Record Store Day: A Necessary Community Event for a Thriving Local Music Scene


Orange Records on Record Store Day, April 24th

Saturday, April 24th 9:21 am. It’s record store day, and I am anxiously waiting outside of Orange Records in downtown Fargo, along with a score of people waiting in line. Hoping to get the record store day exclusive of Taylor Swift’s long-pond studio version of “Folklore” since last record store day her RSD (record store day) exclusive of “The Lakes” sold out almost immediately. North Dakota winters are… not fun, so I left to go sit in the car while my dad ever so graciously stood in line. At around 9:45 he eventually got into the actual store. The way that record store day works is that you wait in line and when you get up to the cash register you tell the cashier what you want, instead of sorting through all the records yourself like normal. Besides the “Folklore” long-pound studio, I was hoping to get other pieces such as The Cranberries: “Wake Up and Smell the Coffee”, and The Cure: “Show”. When we got up the cash register they were all sold out of The Cure, but they still had Taylor Swift and The Cranberries. We left Orange Records at around 10:05 and by that time there was only about five people left standing in line outside.  
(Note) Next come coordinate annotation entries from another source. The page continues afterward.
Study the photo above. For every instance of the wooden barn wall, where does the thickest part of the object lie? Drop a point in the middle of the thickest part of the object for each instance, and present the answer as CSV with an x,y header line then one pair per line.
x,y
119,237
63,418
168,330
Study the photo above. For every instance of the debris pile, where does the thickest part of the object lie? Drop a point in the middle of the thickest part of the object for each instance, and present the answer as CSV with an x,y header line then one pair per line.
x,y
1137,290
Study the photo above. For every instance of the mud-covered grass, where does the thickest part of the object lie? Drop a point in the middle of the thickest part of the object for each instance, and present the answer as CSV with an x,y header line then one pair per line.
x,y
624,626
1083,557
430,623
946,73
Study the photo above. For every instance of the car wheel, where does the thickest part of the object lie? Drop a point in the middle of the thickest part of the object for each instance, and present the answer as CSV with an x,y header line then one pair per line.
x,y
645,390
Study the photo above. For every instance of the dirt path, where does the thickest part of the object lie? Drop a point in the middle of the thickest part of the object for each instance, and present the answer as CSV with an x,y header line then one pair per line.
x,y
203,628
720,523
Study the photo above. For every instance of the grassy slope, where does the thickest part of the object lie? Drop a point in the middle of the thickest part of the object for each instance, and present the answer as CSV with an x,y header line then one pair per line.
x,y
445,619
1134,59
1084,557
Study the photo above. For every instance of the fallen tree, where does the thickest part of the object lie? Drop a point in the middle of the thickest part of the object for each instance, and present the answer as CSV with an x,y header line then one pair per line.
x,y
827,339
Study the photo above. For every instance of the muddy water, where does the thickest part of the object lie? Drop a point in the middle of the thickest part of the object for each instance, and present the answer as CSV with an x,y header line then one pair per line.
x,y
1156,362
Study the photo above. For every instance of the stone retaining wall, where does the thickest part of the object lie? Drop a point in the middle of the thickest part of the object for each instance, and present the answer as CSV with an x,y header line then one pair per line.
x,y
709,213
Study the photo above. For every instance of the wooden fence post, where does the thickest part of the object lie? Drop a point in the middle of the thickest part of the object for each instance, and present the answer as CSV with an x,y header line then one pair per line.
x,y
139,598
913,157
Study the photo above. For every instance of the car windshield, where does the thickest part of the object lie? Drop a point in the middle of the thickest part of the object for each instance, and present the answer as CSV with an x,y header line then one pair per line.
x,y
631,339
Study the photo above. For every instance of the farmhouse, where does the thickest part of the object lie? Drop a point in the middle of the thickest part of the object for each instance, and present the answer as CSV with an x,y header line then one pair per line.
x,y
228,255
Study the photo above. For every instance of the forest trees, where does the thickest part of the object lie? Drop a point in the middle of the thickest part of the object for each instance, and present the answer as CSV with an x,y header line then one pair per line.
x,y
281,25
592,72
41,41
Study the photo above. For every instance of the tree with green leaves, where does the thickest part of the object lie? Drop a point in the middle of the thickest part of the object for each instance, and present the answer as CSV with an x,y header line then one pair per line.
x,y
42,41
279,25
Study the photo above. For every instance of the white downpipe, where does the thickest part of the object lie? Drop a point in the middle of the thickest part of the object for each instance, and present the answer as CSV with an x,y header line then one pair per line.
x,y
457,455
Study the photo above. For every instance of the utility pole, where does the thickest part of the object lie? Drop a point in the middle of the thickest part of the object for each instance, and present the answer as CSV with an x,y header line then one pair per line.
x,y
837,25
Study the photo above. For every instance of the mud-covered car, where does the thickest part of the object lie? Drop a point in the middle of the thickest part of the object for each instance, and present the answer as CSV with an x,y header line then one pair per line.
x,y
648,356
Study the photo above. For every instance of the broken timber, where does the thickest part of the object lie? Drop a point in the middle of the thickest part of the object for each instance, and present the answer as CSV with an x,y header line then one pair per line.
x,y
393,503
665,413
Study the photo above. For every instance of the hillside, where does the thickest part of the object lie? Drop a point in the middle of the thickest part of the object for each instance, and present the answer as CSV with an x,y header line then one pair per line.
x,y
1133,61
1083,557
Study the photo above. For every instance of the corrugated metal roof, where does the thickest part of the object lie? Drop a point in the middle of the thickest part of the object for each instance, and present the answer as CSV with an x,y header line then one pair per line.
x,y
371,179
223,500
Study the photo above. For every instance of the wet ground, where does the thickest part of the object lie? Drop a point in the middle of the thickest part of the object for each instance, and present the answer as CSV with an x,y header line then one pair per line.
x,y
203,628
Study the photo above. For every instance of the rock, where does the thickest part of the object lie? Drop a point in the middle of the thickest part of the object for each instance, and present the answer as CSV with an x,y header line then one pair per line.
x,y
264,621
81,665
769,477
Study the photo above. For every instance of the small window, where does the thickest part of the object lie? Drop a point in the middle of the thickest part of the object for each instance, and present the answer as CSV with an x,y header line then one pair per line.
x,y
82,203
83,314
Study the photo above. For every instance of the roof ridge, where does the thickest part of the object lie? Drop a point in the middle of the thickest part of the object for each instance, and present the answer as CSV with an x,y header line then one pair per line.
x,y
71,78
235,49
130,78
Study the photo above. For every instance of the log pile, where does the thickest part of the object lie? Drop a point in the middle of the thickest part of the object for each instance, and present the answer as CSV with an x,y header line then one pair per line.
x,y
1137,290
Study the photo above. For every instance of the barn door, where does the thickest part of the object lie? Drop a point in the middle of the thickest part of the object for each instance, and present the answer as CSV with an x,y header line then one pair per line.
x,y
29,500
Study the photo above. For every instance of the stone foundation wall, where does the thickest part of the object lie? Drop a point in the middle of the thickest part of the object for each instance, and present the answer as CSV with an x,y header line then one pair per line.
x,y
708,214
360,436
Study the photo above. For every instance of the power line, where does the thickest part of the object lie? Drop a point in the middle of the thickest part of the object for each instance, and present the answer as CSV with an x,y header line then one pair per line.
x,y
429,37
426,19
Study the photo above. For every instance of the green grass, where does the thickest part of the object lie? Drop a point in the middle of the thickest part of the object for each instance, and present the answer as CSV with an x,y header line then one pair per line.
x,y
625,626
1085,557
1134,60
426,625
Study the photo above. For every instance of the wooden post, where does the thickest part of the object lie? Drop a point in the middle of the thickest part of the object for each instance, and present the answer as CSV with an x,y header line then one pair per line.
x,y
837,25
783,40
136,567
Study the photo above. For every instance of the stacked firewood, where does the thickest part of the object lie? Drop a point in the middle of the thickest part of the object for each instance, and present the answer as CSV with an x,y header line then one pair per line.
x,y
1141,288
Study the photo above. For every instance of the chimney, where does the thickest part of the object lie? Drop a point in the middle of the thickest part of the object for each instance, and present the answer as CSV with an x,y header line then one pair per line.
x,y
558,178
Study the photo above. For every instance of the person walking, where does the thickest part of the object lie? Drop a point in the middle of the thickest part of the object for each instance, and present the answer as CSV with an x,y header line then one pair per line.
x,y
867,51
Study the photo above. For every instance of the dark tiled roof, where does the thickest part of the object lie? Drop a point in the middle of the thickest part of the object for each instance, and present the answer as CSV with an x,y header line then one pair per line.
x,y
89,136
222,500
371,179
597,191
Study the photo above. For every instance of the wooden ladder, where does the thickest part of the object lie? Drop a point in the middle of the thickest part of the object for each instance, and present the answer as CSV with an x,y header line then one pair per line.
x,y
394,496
Since 2008, record store day has been a huge part of the Indie-record store culture. Record store day happens every April on a Saturday and during black Friday in November. And is even considered a holiday in cities such as: New York, Los Angeles, Boise, Charleston, Raleigh, and Los Vegas. Artists release special editions of their records to help increase sales in indie record stores compared to people buying from cooperate foundations such as Barns & Nobel and Target, and it worked. Record store day is also a chance for artists to connect with their fan bases through a shared love of music.  

Record store day is not only significant for culture but also for small businesses.  I had the opportunity to talk to the owner of Orange Records downtown Fargo, Matt Oland, who has been the owner of the store since it opened 16 years ago, and he likes being able to talk and work with people who also have an appreciation for music for work. When asking about why he had opened the store, he responded with “When I started buying records there was nowhere to buy them around here, so that’s what gave me the idea about it, it might work to start a record store.” Oland then discusses the importance of record stores in communities “I think it gives the local music scene and local music bands a place to sell stuff a lot of the times… especially for bigger stores they will have live performances, as kind of their community gathering place.”  

But it’s not only record store day itself that’s important, it’s having to how what to order, how many records to order because it’s the store’s biggest day of the year. Matt uses social media to help out with that, with people being able to tell him what they want, he is able to get that in stock. And the list for record store day exclusives is published online, he also bases it off of what they just normally sell. With the uprising in streaming services like Spotify, Apple music, pandora it has caused CD sales totally plummet, “We don’t even stock CDs much anymore, the CDs sales have died within the past 3-4 years.”  states Oland 

      As I was waiting in line to get my records, I saw the diversity in the people around me, music can hold so much significance to people for different reasons. Some people were holding religious music, other children’s music, who knows maybe someone was there to get a person who they appreciate one of their favorites albums as a gift. Record store day brings people together and there is always one common denominator no matter the person’s taste in music or for what or who they’re buying the music for, and that is music. If record store day intrigues you, there is another record store day that takes place in November. But some advice from my experience of this record store day is get their earlier than you think and bring warm clothing. But otherwise, it’s a really fun and unique way to get to know music and indie record stores better.